I have been thinking about the application of a time-dependent harmonic oscillator. The problem finding time-dependent harmonic oscillator itself is long-standing and fascinating one in many fields, e.g., quantum optics. In the context of that, an interesting approach done by Lewis and Riesenfeld is famous as the LR invariant method.

The point is introducing a dynamically invariant operator “I” which satisfies dI/dt = 0 for a given, time-dependent Hamiltonian. Using this method, we can obtain a lot of exact solutions for time-dependent harmonic oscillator systems.

What I am trying now is to apply these solutions to noncommutative solitons that are generated from the projection operators in the famous, ordinary (time-independent) harmonic oscillator system in quantum mechanics. It would be very easy to imagine that we can construct time-dependent noncommutative solitons from the time-dependent projection operators.
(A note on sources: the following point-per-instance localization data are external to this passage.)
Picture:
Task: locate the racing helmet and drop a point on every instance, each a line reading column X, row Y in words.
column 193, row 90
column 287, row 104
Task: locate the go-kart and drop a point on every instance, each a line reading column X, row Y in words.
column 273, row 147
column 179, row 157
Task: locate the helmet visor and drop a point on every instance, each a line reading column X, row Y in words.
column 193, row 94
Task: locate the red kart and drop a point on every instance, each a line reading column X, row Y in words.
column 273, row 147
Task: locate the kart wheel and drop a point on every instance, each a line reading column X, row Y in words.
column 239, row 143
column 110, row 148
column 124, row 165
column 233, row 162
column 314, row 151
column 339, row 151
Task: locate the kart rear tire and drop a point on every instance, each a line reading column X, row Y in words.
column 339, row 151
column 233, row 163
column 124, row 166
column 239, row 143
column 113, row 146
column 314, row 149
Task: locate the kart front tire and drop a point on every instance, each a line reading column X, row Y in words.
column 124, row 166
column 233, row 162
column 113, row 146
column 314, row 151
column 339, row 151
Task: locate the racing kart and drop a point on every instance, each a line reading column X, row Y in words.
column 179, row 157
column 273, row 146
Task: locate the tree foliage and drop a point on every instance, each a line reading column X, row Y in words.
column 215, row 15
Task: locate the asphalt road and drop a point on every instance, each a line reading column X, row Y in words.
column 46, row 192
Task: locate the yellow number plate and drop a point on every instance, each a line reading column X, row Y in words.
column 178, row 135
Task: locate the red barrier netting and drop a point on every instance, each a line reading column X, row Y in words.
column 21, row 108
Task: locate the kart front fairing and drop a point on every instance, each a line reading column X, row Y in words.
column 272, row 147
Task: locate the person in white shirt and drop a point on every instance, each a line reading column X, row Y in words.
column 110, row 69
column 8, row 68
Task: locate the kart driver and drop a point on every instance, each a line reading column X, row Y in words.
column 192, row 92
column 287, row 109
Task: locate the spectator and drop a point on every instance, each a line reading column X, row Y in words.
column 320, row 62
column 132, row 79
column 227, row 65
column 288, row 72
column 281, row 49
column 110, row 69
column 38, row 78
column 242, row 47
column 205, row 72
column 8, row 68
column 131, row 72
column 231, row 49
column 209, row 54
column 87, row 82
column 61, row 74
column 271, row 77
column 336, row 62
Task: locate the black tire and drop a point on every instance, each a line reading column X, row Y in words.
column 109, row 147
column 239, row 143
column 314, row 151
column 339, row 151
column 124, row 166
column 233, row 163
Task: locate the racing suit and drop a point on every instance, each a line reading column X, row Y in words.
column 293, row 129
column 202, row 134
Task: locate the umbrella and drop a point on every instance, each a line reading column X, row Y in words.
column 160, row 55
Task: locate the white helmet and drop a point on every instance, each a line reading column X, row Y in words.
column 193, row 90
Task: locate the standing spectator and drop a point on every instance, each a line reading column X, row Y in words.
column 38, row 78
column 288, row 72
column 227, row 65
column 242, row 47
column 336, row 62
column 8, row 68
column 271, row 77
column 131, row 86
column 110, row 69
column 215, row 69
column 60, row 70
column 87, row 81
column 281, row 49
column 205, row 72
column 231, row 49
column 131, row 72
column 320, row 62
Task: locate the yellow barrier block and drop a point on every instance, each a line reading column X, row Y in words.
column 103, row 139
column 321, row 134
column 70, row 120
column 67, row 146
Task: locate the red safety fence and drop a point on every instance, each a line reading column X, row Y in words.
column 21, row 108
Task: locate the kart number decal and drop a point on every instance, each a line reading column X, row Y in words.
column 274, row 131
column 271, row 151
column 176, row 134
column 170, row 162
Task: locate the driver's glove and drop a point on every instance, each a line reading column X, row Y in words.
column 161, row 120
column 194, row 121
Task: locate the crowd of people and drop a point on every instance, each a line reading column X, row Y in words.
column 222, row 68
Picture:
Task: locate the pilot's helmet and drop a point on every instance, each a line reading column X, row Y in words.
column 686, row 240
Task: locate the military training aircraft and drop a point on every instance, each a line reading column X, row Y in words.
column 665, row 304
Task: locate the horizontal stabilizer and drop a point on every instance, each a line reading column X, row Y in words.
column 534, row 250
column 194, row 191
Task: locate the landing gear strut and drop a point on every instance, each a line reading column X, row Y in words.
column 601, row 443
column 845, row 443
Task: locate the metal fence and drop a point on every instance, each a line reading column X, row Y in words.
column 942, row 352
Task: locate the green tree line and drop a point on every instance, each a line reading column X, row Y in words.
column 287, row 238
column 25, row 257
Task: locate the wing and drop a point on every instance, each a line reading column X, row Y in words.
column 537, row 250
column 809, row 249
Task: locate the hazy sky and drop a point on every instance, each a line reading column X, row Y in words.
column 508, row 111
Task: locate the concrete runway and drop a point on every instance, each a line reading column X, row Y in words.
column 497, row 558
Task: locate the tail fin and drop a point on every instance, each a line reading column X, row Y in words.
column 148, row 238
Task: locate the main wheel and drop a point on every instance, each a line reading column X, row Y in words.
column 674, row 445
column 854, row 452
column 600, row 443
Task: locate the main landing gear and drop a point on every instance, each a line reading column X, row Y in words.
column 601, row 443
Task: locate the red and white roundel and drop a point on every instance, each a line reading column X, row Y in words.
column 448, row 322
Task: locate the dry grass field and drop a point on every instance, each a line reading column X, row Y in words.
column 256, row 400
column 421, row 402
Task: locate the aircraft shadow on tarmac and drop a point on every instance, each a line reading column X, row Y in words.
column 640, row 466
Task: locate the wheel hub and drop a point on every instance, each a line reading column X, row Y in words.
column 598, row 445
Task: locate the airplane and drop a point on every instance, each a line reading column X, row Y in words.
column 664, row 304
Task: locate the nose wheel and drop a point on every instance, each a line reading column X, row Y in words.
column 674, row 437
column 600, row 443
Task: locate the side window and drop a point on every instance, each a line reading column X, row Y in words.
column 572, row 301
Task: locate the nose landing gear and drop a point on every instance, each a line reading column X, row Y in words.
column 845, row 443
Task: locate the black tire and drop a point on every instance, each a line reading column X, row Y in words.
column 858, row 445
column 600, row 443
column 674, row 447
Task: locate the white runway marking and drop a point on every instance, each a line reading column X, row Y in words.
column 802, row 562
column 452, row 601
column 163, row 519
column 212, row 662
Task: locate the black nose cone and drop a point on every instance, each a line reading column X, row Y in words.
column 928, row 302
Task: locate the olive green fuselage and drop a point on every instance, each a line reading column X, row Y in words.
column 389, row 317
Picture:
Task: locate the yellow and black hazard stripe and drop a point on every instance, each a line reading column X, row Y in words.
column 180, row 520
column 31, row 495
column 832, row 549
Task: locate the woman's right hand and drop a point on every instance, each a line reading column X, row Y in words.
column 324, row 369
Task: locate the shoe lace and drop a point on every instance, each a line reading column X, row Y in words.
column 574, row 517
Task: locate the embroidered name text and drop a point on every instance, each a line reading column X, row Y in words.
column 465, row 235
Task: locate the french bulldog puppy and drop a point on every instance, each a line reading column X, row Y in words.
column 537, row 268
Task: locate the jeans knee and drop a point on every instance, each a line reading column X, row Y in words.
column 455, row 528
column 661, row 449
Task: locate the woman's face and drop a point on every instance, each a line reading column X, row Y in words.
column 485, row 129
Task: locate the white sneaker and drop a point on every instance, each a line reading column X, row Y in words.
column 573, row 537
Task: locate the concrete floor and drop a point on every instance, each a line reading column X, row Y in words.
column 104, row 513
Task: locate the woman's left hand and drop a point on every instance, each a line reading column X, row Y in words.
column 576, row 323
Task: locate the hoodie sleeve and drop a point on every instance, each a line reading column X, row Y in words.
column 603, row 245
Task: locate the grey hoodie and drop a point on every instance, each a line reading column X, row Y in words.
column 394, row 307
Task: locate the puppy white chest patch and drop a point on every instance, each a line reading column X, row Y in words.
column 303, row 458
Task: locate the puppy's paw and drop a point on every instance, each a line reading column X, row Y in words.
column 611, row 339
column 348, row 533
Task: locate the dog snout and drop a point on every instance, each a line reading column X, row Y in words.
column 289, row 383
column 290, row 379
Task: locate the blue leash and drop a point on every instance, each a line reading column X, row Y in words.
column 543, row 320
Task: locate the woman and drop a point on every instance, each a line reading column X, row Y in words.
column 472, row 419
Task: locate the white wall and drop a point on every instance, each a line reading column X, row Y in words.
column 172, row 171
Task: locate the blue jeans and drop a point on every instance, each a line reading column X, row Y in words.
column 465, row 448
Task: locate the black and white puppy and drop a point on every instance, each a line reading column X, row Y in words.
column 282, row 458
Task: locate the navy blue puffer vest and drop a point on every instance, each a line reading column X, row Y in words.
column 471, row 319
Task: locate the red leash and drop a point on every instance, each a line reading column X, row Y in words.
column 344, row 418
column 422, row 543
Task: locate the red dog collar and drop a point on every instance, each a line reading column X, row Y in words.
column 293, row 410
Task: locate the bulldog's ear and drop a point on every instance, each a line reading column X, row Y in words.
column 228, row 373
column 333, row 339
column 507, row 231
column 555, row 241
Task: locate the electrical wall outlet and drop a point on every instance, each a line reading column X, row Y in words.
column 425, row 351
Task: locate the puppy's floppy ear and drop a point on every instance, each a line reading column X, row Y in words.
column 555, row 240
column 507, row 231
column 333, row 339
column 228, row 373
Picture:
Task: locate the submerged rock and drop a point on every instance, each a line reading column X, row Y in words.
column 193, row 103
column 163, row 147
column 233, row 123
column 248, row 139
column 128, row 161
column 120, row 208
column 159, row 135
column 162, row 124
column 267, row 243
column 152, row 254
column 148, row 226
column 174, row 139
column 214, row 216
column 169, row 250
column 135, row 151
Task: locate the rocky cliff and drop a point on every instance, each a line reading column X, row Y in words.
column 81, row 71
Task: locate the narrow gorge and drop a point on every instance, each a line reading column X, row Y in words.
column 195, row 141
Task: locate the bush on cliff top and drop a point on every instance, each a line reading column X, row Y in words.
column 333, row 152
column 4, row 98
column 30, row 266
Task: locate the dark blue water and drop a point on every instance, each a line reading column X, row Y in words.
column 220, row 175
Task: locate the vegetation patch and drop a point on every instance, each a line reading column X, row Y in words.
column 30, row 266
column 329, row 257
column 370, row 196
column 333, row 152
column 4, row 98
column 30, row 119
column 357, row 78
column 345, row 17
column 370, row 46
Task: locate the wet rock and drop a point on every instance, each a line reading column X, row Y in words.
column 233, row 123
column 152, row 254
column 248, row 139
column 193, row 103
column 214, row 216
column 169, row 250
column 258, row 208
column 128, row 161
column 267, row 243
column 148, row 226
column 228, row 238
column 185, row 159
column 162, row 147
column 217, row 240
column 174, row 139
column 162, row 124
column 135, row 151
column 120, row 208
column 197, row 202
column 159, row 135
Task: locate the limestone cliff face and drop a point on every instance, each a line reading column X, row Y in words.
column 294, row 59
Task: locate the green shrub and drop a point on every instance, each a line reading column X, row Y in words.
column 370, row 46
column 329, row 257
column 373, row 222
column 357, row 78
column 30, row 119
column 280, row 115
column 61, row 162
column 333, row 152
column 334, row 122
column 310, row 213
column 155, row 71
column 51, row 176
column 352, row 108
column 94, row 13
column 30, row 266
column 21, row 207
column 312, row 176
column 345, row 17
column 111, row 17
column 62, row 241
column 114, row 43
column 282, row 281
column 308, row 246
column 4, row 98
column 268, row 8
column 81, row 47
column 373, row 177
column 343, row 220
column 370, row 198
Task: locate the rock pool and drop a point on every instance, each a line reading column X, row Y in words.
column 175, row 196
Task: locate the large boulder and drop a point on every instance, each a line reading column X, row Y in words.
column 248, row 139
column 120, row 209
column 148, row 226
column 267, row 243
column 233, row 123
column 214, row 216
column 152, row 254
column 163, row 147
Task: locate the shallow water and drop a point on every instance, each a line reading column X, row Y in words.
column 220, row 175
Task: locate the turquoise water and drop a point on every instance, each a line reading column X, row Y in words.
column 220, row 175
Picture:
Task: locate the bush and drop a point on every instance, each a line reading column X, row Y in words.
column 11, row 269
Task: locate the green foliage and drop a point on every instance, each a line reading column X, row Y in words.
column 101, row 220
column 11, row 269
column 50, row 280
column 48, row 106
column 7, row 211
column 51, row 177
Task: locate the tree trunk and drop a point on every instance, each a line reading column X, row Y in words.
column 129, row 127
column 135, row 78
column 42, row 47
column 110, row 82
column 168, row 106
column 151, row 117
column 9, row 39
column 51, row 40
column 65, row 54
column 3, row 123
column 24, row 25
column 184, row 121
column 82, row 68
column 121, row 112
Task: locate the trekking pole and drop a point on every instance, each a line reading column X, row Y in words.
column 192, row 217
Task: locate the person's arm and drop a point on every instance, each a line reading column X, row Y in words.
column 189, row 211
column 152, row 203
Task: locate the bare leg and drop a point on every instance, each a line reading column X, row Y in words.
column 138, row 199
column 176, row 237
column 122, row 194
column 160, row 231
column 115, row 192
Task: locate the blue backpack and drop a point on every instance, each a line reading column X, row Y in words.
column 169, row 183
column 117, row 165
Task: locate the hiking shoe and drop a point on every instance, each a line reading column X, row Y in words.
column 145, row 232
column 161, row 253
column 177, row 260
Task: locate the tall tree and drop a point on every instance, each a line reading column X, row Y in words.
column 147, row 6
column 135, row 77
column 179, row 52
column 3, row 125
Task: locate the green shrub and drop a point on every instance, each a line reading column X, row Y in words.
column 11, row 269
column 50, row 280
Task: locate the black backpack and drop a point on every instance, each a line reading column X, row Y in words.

It is straightforward to realize that, but the physical interpretation of that is crucial. That is to say, we need the physical interpretation for using a different Hamiltonian from the ordinary one.

In the construction of noncommutative solitons, all we use is assignment of the space coordinates (x, y) and the coordinates (x, p) in phase space in quantum mechanics. In that sense, we can use any Hamiltonian as long as the canonical commutation relation [x, y]= i. I want to understand this issue more fundamentally.